People don’t learn. L’UBS n’est pas encore sortie de l’hôpital qu’elle repaie aux Etats-Unis des primes et bonus en tous genres pour attirer des gérants avec de la clientèle. Le bonus de bienvenue serait dans les normes du marché soit 200 à 260% des revenus générés par la clientèle apportée lors de l’exercice précédent (Le Temps du 4 février 2009). Alors que l’absence de lissage des primes dans la durée, et la rémunération à court terme, ont été causals dans la crise actuelle, cela recommence droit derrière. C’est un double problème. Tant que les centres de profits seront rémunérés de manière découplée des autres métiers, lesquels permettent pourtant aussi au bateau de naviguer, et tant que la clientèle sera considérée en elle-même comme un simple actif négociable captif, ces causes de cette crise perdureront – sauf intervention législative ou réglementaire. Ce déséquilibre en faveur des centres de profits, traders, gérants et autres « vendeurs » constitue une vision faussée et perverse de l’entreprise. Personne ne songe à rémunérer le contrôleur interne ou l’analyste qui a « évité » Madoff ou tel fonds mal géré, en ne faisant rien que son devoir, en lui accordant un bonus de 35% sur les pertes ainsi évitées. Le raisonnement serait pourtant le même.

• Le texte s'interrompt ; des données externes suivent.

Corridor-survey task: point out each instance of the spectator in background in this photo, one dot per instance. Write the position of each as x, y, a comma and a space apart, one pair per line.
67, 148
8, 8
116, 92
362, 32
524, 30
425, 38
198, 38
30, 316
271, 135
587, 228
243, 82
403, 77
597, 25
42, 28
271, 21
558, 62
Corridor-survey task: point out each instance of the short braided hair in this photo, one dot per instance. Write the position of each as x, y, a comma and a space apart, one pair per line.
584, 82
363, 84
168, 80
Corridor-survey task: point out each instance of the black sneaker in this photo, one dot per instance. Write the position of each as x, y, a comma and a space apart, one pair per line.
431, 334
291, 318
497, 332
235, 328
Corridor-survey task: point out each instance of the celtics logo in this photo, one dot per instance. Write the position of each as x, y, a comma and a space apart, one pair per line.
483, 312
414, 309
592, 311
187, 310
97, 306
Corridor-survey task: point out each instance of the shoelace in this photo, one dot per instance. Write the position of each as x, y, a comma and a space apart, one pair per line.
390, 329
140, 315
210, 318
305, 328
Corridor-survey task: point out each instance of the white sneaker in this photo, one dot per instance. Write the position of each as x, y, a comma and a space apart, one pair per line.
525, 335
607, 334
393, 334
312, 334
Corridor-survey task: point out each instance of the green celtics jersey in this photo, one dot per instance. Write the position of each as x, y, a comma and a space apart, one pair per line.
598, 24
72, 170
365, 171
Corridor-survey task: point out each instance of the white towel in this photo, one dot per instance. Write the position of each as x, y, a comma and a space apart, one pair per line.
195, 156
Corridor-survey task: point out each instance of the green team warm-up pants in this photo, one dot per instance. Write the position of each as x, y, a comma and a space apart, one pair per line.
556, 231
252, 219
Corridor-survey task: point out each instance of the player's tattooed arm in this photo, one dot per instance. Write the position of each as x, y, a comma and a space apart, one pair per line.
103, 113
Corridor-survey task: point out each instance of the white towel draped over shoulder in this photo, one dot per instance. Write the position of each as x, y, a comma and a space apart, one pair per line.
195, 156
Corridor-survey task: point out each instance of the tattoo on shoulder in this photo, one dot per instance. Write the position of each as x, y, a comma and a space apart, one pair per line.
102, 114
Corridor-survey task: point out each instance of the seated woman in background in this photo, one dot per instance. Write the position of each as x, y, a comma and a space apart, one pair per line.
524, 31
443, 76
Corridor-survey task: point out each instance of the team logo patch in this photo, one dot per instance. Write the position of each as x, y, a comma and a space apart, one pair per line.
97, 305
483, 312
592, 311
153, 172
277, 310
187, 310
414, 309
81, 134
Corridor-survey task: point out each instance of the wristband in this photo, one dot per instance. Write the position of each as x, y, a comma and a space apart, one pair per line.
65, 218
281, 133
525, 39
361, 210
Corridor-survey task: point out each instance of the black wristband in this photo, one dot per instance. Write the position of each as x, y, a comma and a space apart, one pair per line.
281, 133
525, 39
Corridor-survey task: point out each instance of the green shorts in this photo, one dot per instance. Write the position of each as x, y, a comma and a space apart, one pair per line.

En conclusion, la majorité des acteurs fait à peine l’aftermath de la crise, que ce soit au plan éthique ou économique, et les grandes révisions législatives et réglementaires annoncées avec fracas ne se font pas jour. Etait-ce une crise du crédit, de la titrisation, strictement financière ou plus fondamentale, la faute à Greenspan ou la faute à pas de chance ? Et si c’était finalement un crise de moralité – et c’est tout ? Take the money and run. Empiler les rémunérations, tirer les couvertures à soi, titriser paqueter fourguer encaisser and run. Un immense churning à échelle planétaire – parce que vendre c’est encaisser une commission et la générer. Ne pas savoir où s’arrêter, qu’il n’est pas viable ni honnête de ponctionner la partie matérielle d’une valeur au-delà d’un point donné, revendre plusieurs fois, composer, démultiplier, c’est peut-être effectivement là une crise morale avant d’être financière, économique ou juridique. Parce que celui qui fait abstraction du gain immédiat sait et comprend que it doesn’t fly et/ou que ce n’est pas convenable. Alors que le « tous pourris » du gauchiste de base est une expression excessive, réductrice et qui ne porte plus pour avoir été utilisée jusqu’à la carricature, l’idée d’une crise morale est perçue par beaucoup mais rarement énoncée convenablement. Cela semble être désormais le cas sous la plume d’un professeur américain sur Huffington Post, sous le titre « A crisis of character [2]« . Le seul hic, c’est que nombre de professions financières concernées ne semblent pas être en mesure de le réaliser ni de prendre des mesures concrètes pour s’en amender.